A fly in the ointment

But if you step back just a little, you can start to see some issues taking shape. For example, same-shop sales, more broadly known as same-store sales in the industry, fell 3.3% year-over-year. This information, which is not good, was not discussed directly in management's commentary in the news release. And management highlighted that same-shop sales were up 6.9% compared to 2019, basically attempting to assuage any concerns about the year-over-year drop.

Same-shop sales is essentially the sales growth, or lack thereof, achieved at stores open for more than a year. The company noted that "included in this result is a positive benefit of aggregate pricing of approximately 5.3% taken since November 2021 and headwinds from sales transfer from existing to new units of approximately 1.4%." There's a little bit to unpack here.

Price increases add to sales, so the same-shop decline suggests that the price increase led to reduced demand. That's not a good trend, but not unreasonable. It could take some time for customers to adjust to the higher prices, but since inflation is increasing prices throughout the economy, this seems like a headwind that will be temporary, or at least broad-based across the restaurant industry. 
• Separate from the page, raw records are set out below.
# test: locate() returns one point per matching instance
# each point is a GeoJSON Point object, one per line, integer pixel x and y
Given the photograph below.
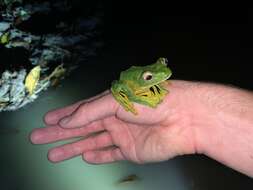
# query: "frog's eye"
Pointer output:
{"type": "Point", "coordinates": [147, 75]}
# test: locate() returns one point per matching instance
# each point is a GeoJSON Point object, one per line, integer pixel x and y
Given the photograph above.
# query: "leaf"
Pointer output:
{"type": "Point", "coordinates": [32, 79]}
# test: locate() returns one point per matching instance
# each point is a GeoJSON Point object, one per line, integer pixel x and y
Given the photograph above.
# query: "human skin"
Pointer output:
{"type": "Point", "coordinates": [194, 118]}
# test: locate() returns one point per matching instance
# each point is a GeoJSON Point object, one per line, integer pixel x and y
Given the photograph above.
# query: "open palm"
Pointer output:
{"type": "Point", "coordinates": [109, 133]}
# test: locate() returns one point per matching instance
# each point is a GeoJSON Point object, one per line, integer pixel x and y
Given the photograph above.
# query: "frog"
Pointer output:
{"type": "Point", "coordinates": [143, 85]}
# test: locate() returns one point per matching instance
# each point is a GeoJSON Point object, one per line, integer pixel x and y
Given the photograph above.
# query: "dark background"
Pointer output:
{"type": "Point", "coordinates": [203, 42]}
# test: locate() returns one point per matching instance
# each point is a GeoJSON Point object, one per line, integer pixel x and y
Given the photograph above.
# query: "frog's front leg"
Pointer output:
{"type": "Point", "coordinates": [119, 94]}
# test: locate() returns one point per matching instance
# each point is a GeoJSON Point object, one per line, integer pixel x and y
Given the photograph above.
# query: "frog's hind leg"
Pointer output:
{"type": "Point", "coordinates": [122, 98]}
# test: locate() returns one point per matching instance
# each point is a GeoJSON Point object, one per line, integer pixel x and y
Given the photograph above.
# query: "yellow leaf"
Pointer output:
{"type": "Point", "coordinates": [32, 79]}
{"type": "Point", "coordinates": [4, 39]}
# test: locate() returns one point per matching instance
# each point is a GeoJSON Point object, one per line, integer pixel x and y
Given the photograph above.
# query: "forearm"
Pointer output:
{"type": "Point", "coordinates": [225, 129]}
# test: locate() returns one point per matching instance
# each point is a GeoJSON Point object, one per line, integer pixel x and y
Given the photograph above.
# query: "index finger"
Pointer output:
{"type": "Point", "coordinates": [88, 112]}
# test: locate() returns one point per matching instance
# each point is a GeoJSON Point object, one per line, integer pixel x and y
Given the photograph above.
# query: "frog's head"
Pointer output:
{"type": "Point", "coordinates": [146, 76]}
{"type": "Point", "coordinates": [154, 73]}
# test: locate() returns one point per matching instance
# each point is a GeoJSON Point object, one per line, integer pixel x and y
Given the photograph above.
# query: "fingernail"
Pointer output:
{"type": "Point", "coordinates": [64, 121]}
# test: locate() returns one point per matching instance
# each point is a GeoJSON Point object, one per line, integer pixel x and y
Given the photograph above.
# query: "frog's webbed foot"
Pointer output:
{"type": "Point", "coordinates": [122, 98]}
{"type": "Point", "coordinates": [152, 96]}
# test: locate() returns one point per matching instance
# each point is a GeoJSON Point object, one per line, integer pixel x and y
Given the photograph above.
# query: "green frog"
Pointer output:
{"type": "Point", "coordinates": [142, 84]}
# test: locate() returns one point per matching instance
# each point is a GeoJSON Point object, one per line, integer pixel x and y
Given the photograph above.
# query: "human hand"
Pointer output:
{"type": "Point", "coordinates": [111, 134]}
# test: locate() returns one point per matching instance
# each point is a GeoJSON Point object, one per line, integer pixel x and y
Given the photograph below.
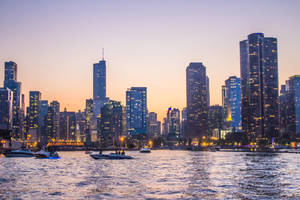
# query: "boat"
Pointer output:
{"type": "Point", "coordinates": [46, 154]}
{"type": "Point", "coordinates": [19, 153]}
{"type": "Point", "coordinates": [111, 156]}
{"type": "Point", "coordinates": [145, 150]}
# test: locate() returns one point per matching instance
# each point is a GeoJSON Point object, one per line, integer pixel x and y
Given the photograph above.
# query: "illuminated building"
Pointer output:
{"type": "Point", "coordinates": [153, 125]}
{"type": "Point", "coordinates": [99, 86]}
{"type": "Point", "coordinates": [6, 99]}
{"type": "Point", "coordinates": [43, 111]}
{"type": "Point", "coordinates": [111, 123]}
{"type": "Point", "coordinates": [216, 119]}
{"type": "Point", "coordinates": [259, 86]}
{"type": "Point", "coordinates": [33, 116]}
{"type": "Point", "coordinates": [173, 124]}
{"type": "Point", "coordinates": [290, 108]}
{"type": "Point", "coordinates": [183, 122]}
{"type": "Point", "coordinates": [136, 111]}
{"type": "Point", "coordinates": [232, 103]}
{"type": "Point", "coordinates": [197, 105]}
{"type": "Point", "coordinates": [67, 125]}
{"type": "Point", "coordinates": [34, 102]}
{"type": "Point", "coordinates": [10, 81]}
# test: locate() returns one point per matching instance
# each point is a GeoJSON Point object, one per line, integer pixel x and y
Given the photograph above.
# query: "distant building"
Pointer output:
{"type": "Point", "coordinates": [10, 81]}
{"type": "Point", "coordinates": [111, 126]}
{"type": "Point", "coordinates": [136, 111]}
{"type": "Point", "coordinates": [173, 124]}
{"type": "Point", "coordinates": [259, 85]}
{"type": "Point", "coordinates": [67, 125]}
{"type": "Point", "coordinates": [153, 125]}
{"type": "Point", "coordinates": [183, 122]}
{"type": "Point", "coordinates": [43, 111]}
{"type": "Point", "coordinates": [99, 86]}
{"type": "Point", "coordinates": [197, 105]}
{"type": "Point", "coordinates": [232, 104]}
{"type": "Point", "coordinates": [6, 98]}
{"type": "Point", "coordinates": [216, 120]}
{"type": "Point", "coordinates": [290, 108]}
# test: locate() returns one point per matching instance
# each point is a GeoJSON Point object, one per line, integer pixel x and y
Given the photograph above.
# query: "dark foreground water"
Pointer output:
{"type": "Point", "coordinates": [159, 175]}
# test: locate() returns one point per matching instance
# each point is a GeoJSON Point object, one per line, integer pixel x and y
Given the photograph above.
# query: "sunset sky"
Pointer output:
{"type": "Point", "coordinates": [147, 44]}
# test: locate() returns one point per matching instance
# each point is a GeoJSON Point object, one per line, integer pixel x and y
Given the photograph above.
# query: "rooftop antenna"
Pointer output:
{"type": "Point", "coordinates": [102, 53]}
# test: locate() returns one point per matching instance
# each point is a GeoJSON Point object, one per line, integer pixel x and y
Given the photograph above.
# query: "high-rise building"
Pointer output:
{"type": "Point", "coordinates": [290, 108]}
{"type": "Point", "coordinates": [111, 126]}
{"type": "Point", "coordinates": [197, 105]}
{"type": "Point", "coordinates": [208, 92]}
{"type": "Point", "coordinates": [34, 132]}
{"type": "Point", "coordinates": [136, 111]}
{"type": "Point", "coordinates": [34, 102]}
{"type": "Point", "coordinates": [67, 125]}
{"type": "Point", "coordinates": [6, 98]}
{"type": "Point", "coordinates": [216, 120]}
{"type": "Point", "coordinates": [232, 103]}
{"type": "Point", "coordinates": [99, 86]}
{"type": "Point", "coordinates": [10, 81]}
{"type": "Point", "coordinates": [43, 111]}
{"type": "Point", "coordinates": [153, 125]}
{"type": "Point", "coordinates": [259, 85]}
{"type": "Point", "coordinates": [173, 124]}
{"type": "Point", "coordinates": [183, 122]}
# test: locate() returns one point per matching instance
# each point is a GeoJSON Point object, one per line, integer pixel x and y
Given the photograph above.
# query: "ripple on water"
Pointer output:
{"type": "Point", "coordinates": [159, 175]}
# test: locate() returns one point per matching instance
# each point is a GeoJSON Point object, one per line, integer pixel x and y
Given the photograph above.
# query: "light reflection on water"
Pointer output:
{"type": "Point", "coordinates": [161, 174]}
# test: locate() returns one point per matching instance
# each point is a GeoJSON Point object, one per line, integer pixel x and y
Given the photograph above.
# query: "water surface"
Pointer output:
{"type": "Point", "coordinates": [162, 174]}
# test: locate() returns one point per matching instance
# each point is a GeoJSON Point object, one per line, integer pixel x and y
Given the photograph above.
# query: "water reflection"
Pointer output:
{"type": "Point", "coordinates": [159, 175]}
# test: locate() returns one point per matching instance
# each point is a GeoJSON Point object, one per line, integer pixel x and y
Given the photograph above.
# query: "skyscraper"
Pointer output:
{"type": "Point", "coordinates": [10, 81]}
{"type": "Point", "coordinates": [99, 86]}
{"type": "Point", "coordinates": [216, 119]}
{"type": "Point", "coordinates": [43, 111]}
{"type": "Point", "coordinates": [197, 105]}
{"type": "Point", "coordinates": [33, 116]}
{"type": "Point", "coordinates": [292, 106]}
{"type": "Point", "coordinates": [136, 111]}
{"type": "Point", "coordinates": [111, 126]}
{"type": "Point", "coordinates": [259, 84]}
{"type": "Point", "coordinates": [34, 102]}
{"type": "Point", "coordinates": [173, 124]}
{"type": "Point", "coordinates": [232, 103]}
{"type": "Point", "coordinates": [6, 98]}
{"type": "Point", "coordinates": [67, 125]}
{"type": "Point", "coordinates": [153, 125]}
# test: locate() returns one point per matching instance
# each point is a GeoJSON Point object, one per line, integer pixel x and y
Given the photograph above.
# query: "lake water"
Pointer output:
{"type": "Point", "coordinates": [162, 174]}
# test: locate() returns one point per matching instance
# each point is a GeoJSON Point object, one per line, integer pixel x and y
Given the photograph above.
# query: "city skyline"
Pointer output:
{"type": "Point", "coordinates": [139, 59]}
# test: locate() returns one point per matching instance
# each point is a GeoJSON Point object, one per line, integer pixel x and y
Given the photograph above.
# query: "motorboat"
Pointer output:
{"type": "Point", "coordinates": [46, 154]}
{"type": "Point", "coordinates": [145, 150]}
{"type": "Point", "coordinates": [111, 156]}
{"type": "Point", "coordinates": [19, 153]}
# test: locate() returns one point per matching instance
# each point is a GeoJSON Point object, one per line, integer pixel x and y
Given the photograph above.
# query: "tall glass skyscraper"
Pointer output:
{"type": "Point", "coordinates": [293, 107]}
{"type": "Point", "coordinates": [10, 81]}
{"type": "Point", "coordinates": [99, 86]}
{"type": "Point", "coordinates": [259, 84]}
{"type": "Point", "coordinates": [136, 110]}
{"type": "Point", "coordinates": [197, 105]}
{"type": "Point", "coordinates": [232, 103]}
{"type": "Point", "coordinates": [6, 97]}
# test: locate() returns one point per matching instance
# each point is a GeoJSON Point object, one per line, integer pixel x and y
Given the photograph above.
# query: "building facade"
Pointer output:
{"type": "Point", "coordinates": [136, 111]}
{"type": "Point", "coordinates": [259, 86]}
{"type": "Point", "coordinates": [6, 99]}
{"type": "Point", "coordinates": [232, 104]}
{"type": "Point", "coordinates": [197, 105]}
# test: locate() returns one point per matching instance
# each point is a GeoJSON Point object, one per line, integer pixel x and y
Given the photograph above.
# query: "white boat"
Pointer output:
{"type": "Point", "coordinates": [46, 154]}
{"type": "Point", "coordinates": [145, 150]}
{"type": "Point", "coordinates": [111, 156]}
{"type": "Point", "coordinates": [19, 153]}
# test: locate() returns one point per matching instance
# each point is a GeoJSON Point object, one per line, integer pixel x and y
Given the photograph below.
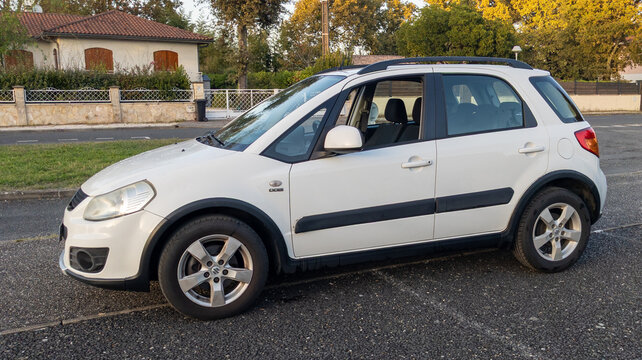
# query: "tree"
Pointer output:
{"type": "Point", "coordinates": [13, 36]}
{"type": "Point", "coordinates": [246, 14]}
{"type": "Point", "coordinates": [461, 31]}
{"type": "Point", "coordinates": [261, 55]}
{"type": "Point", "coordinates": [367, 25]}
{"type": "Point", "coordinates": [573, 39]}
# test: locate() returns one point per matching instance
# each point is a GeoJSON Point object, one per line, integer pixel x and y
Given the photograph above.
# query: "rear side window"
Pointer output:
{"type": "Point", "coordinates": [478, 103]}
{"type": "Point", "coordinates": [556, 98]}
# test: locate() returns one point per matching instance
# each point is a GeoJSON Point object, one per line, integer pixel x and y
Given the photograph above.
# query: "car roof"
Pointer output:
{"type": "Point", "coordinates": [441, 68]}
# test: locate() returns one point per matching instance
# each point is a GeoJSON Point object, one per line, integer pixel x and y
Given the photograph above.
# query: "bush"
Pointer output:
{"type": "Point", "coordinates": [139, 77]}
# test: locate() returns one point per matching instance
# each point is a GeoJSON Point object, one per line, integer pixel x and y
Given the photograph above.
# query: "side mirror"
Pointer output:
{"type": "Point", "coordinates": [343, 139]}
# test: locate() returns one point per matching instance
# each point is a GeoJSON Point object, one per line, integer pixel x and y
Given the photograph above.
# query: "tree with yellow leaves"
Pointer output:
{"type": "Point", "coordinates": [367, 25]}
{"type": "Point", "coordinates": [574, 39]}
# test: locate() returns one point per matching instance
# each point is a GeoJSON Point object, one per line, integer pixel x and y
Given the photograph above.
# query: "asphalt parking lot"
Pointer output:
{"type": "Point", "coordinates": [475, 305]}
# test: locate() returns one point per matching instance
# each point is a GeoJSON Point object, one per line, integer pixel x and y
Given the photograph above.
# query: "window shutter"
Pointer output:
{"type": "Point", "coordinates": [165, 60]}
{"type": "Point", "coordinates": [19, 58]}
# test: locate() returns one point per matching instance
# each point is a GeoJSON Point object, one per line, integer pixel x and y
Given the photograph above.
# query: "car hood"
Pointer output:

What should be more troubling is the 1.4-percentage-point headwind attributable to "sales transfers." For starters, that number -- which measures how many customers shifted their buying to a new shop -- has to be a very hard to calculate since it would require guessing.

Secondly, it basically admits to investors that new stores are, to some degree, cannibalizing sales at existing locations. There's bound to be some of that, and if it is just 1.4 percentage points of same-shop sales it isn't a huge deal. But same-shop sales are going to be an increasingly important metric to watch to ensure that Dutch Bros manages its growth effectively.

The risk here is that many restaurants which, like Dutch Bros, have owned locations and franchised locations will shift their focus from selling food (or coffee in this situation) to selling franchises. When this happens, same-store sales will frequently deteriorate even as the top line continues to grow because of the store expansion. But that store expansion and sales growth are often hiding an increasingly weak business.

Time to pay more attention

None of this is to suggest that Dutch Bros is at a point where it has lost its focus. However, the fact that same-shop sales dropped while the top line grew robustly is worth monitoring closely. If the company begins to lose its way, as many restaurant chains have before, this is most likely where it will show up first. And since these two numbers are going in opposite directions, now is the time to start paying more attention.